Per discutere di questi aspetti del romanzo, ma non solo, ilLibraio.it ha intervistato la sua autrice, Sally Rooney.

Nel romanzo i protagonisti sono così realistici grazie a difetti, comportamenti contraddittori, insicurezze: com’è giunta a questi personaggi che potrebbero essere persone che conosciamo?
“Pensando al romanzo e scrivendolo, i personaggi erano diventati reali per me, sapevo cosa avrebbero fatto nelle varie situazioni e cosa avrebbero pensato. La sfida è stato capire come comunicare questa verosimiglianza anche ai lettori”.

E come l’ha affrontata?
“Da un lato mi sono state d’aiuto le letture che ho fatto durante la stesura, ma ho anche usato la mia esperienza: volevo scrivere un libro che desse voce ai millennials, una generazione di cui sono parte anch’io”.

Il romanzo è ben inserito in uno spazio temporale molto verosimile anche grazie a elementi come la presenza di Netflix e Facebook. Tuttavia i suoi personaggi preferiscono scriversi per email e non fanno uso dei social media, se non per scriversi in chat. Come mai?
“In base all’età, cambia la percezione della presenza dei social media nel romanzo: persone più anziane di me ne notano la presenza, lettori più giovani, invece, ne sottolineano la mancanza. Probabilmente è una questione generazionale. Per quanto riguarda l’uso dei social nel libro, semplicemente non credo che i personaggi del romanzo siano tipi da esporsi online e postare la loro vita privata.

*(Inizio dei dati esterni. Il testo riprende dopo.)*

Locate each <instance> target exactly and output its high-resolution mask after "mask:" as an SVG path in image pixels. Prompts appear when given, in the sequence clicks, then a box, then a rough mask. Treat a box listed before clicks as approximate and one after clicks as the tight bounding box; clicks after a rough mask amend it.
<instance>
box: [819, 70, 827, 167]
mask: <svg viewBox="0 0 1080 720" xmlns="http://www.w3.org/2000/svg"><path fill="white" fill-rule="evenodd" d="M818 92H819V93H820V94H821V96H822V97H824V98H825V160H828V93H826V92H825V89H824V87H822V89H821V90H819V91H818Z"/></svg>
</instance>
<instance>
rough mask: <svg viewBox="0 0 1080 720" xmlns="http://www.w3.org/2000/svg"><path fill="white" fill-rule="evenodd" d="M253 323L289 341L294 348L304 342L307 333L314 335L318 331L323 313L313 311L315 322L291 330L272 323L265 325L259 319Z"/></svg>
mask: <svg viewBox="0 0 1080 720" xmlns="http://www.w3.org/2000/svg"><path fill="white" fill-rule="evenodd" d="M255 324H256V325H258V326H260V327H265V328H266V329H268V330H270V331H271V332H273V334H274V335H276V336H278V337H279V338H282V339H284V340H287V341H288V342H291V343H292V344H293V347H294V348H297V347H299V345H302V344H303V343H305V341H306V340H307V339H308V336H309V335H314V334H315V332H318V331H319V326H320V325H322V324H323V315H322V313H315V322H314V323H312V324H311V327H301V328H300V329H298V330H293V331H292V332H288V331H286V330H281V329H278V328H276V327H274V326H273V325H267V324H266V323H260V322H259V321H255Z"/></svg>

Soprattutto per quanto riguarda Frances, che ha una personalità molto riservata. Me la immagino più come una ragazza che controlla il feed di Twitter, ma che non twitterebbe mai. Un po’ come faccio io stessa”.

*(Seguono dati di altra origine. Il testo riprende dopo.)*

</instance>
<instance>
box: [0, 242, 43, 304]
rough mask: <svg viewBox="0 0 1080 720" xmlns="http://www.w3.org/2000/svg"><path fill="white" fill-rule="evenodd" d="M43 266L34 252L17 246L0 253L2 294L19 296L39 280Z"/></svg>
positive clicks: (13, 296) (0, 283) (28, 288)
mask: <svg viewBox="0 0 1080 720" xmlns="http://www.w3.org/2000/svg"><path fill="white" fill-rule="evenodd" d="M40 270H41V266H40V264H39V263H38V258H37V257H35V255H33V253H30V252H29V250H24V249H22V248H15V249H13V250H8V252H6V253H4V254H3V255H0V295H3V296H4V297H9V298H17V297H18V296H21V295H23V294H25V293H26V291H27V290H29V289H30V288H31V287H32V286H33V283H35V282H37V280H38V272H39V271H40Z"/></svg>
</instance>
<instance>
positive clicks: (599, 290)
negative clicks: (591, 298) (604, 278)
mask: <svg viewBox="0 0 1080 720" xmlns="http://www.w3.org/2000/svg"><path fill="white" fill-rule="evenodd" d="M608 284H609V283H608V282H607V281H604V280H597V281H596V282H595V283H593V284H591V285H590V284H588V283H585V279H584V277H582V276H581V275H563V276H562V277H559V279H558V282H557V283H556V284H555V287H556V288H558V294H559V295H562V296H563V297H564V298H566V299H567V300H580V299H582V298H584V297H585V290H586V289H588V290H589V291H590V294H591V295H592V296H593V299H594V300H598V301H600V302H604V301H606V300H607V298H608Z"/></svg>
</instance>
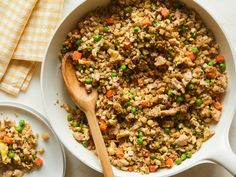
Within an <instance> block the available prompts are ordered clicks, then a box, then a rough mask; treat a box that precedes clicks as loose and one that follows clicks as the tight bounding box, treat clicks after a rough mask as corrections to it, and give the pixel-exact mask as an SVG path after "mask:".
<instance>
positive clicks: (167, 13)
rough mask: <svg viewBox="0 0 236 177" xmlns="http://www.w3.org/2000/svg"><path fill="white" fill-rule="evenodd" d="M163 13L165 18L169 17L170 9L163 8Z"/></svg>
mask: <svg viewBox="0 0 236 177" xmlns="http://www.w3.org/2000/svg"><path fill="white" fill-rule="evenodd" d="M161 15H162V16H163V17H164V18H167V17H168V16H169V15H170V11H169V9H167V8H163V9H162V10H161Z"/></svg>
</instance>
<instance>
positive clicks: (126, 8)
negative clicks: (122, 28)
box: [124, 6, 133, 13]
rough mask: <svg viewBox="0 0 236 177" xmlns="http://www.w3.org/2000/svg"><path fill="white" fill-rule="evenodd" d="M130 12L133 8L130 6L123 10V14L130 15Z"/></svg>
mask: <svg viewBox="0 0 236 177" xmlns="http://www.w3.org/2000/svg"><path fill="white" fill-rule="evenodd" d="M132 10H133V8H132V7H131V6H128V7H126V8H124V12H125V13H130V12H132Z"/></svg>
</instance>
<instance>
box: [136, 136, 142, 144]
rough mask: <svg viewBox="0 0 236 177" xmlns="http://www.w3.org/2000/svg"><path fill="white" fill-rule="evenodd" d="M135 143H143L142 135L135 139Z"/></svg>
mask: <svg viewBox="0 0 236 177" xmlns="http://www.w3.org/2000/svg"><path fill="white" fill-rule="evenodd" d="M137 144H138V145H142V144H143V138H142V137H140V138H138V139H137Z"/></svg>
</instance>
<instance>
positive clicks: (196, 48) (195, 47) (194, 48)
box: [192, 47, 199, 55]
mask: <svg viewBox="0 0 236 177" xmlns="http://www.w3.org/2000/svg"><path fill="white" fill-rule="evenodd" d="M192 52H193V53H194V54H195V55H197V54H198V53H199V50H198V48H197V47H194V48H193V49H192Z"/></svg>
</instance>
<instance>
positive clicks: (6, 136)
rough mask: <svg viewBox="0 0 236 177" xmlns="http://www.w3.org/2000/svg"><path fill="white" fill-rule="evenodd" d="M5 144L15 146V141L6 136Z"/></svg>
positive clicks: (9, 137)
mask: <svg viewBox="0 0 236 177" xmlns="http://www.w3.org/2000/svg"><path fill="white" fill-rule="evenodd" d="M3 142H4V143H6V144H13V143H14V139H13V138H11V137H9V136H8V135H5V136H4V137H3Z"/></svg>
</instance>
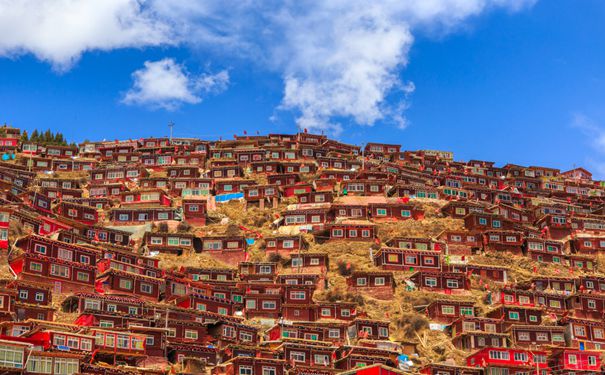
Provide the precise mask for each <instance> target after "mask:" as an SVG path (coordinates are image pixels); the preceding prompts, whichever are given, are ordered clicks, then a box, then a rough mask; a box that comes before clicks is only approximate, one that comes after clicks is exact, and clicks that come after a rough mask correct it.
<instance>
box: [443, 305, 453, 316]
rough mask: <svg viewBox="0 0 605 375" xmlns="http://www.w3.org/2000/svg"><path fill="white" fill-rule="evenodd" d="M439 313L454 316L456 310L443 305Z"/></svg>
mask: <svg viewBox="0 0 605 375" xmlns="http://www.w3.org/2000/svg"><path fill="white" fill-rule="evenodd" d="M441 313H442V314H443V315H454V314H455V313H456V309H455V308H454V306H450V305H444V306H441Z"/></svg>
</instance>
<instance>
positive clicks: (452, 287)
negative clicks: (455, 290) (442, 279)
mask: <svg viewBox="0 0 605 375" xmlns="http://www.w3.org/2000/svg"><path fill="white" fill-rule="evenodd" d="M447 287H448V288H450V289H457V288H458V280H452V279H447Z"/></svg>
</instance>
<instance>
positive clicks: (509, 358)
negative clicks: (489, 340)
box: [489, 350, 510, 361]
mask: <svg viewBox="0 0 605 375" xmlns="http://www.w3.org/2000/svg"><path fill="white" fill-rule="evenodd" d="M489 358H490V359H502V360H506V361H508V360H509V359H510V354H509V353H508V352H501V351H498V350H490V351H489Z"/></svg>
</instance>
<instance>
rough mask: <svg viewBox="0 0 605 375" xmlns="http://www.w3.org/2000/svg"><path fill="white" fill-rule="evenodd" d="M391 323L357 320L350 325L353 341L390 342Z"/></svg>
mask: <svg viewBox="0 0 605 375" xmlns="http://www.w3.org/2000/svg"><path fill="white" fill-rule="evenodd" d="M389 324H390V322H389V321H384V320H372V319H361V318H356V319H355V320H353V321H352V322H351V323H350V324H349V331H348V333H349V337H350V338H352V339H368V340H388V339H389V336H390V333H389Z"/></svg>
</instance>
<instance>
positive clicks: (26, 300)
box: [14, 281, 55, 321]
mask: <svg viewBox="0 0 605 375" xmlns="http://www.w3.org/2000/svg"><path fill="white" fill-rule="evenodd" d="M14 287H15V289H16V294H15V302H14V312H15V313H16V317H17V320H19V321H24V320H27V319H38V320H48V321H52V320H53V317H54V311H55V310H54V308H53V307H52V306H51V302H52V287H51V286H50V285H48V284H42V283H31V282H24V281H18V282H16V283H15V286H14Z"/></svg>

Il rapporto di Frances con il suo corpo è anche fatto di autolesionismo ed è segnato dalla presenza di una patologia. Un tema, quello del corpo femminile visto come specchio dell’interiorità, che troviamo sempre più spesso nei libri. Siamo arrivati finalmente a un riconoscimento del corpo femminile al di fuori degli stereotipi?
“Sembra sia ancora una sfida raccontare il corpo delle donne senza sessualizzarlo o cadere nel body horror, ma soprattutto senza renderlo un oggetto. Con tutti gli esempi di donne raccontate come oggetti, non è stato facile scrivere di una donna soggetto. Ma siamo arrivati al momento in cui il corpo della donna, qualsiasi donna, si sta facendo spazio nelle narrazioni”.

Frances ha un appuntamento con un ragazzo, conosciuto su Tinder, che prende una piega grottesca. Con Nick, invece, porta avanti una comunicazione fatta soprattutto di messaggi ed email. Aspetti che non possono che richiamare Cat Person, il racconto cult degli ultimi mesi. La tecnologia sta cambiando le relazioni?
“La tecnologia sta influenzando soprattutto le relazioni tra i generi. Frances si sente diversa quando inizia la sua relazione con Nick e comunica con lui tramite email, sente di avere il controllo: può editare quello che scrive e trasmettere una versione di sé più sicura. Quando invece lo incontra di persona è più vulnerabile, arrossisce, non può controllare il suo modo di apparire. Quindi, sì, la tecnologia sta cambiando i rapporti e i giochi di potere, ma non è una soluzione efficace: non si può scappare dalla realtà, nascondendosi dietro la tecnologia. Prima o poi ci si deve incontrare di persona: e lì il problema del potere – e del suo abuso – resta”.

Nel romanzo cita il ritorno in libreria di I love Dick di Chris Krauss, un libro spesso citato durante l’ultima ondata di femminismo. In qualche modo quest’ultima ha influito sulla stesura del romanzo e la definizione della protagonista?
“Certamente. Ho letto I love Dick di Chris Krauss, ma anche Sheila Heti e Maggie Nelson, scrittrici che raccontano le donne al di fuori dei soliti canoni e che, soprattutto, adottano un punto di vista molto personale, senza paura di esporsi”.

Sappiamo del suo disprezzo per Yeats, estrernato nel romanzo e anche in alcune interviste, in cui sottolinea la vicinanza dell’autore al fascismo. Chi sono invece i classici che ama?
“Ammiro molto James Joyce, al college ho letto quasi tutto ciò che ha scritto, compreso il dramma teatrale Esuli e alcune sue poesie. Per me è uno dei più grandi modernisti: era capace di scrivere con una prosa coinvolgente, ma sempre prestando attenzione agli altri esseri umani. Inoltre, da quello che ho letto, Joyce non è stato influenzato dall’estetica e dall’ideologia fascista. Quindi ammiro la visione della letteratura di Joyce, così come le opere straordinarie che ha prodotto”.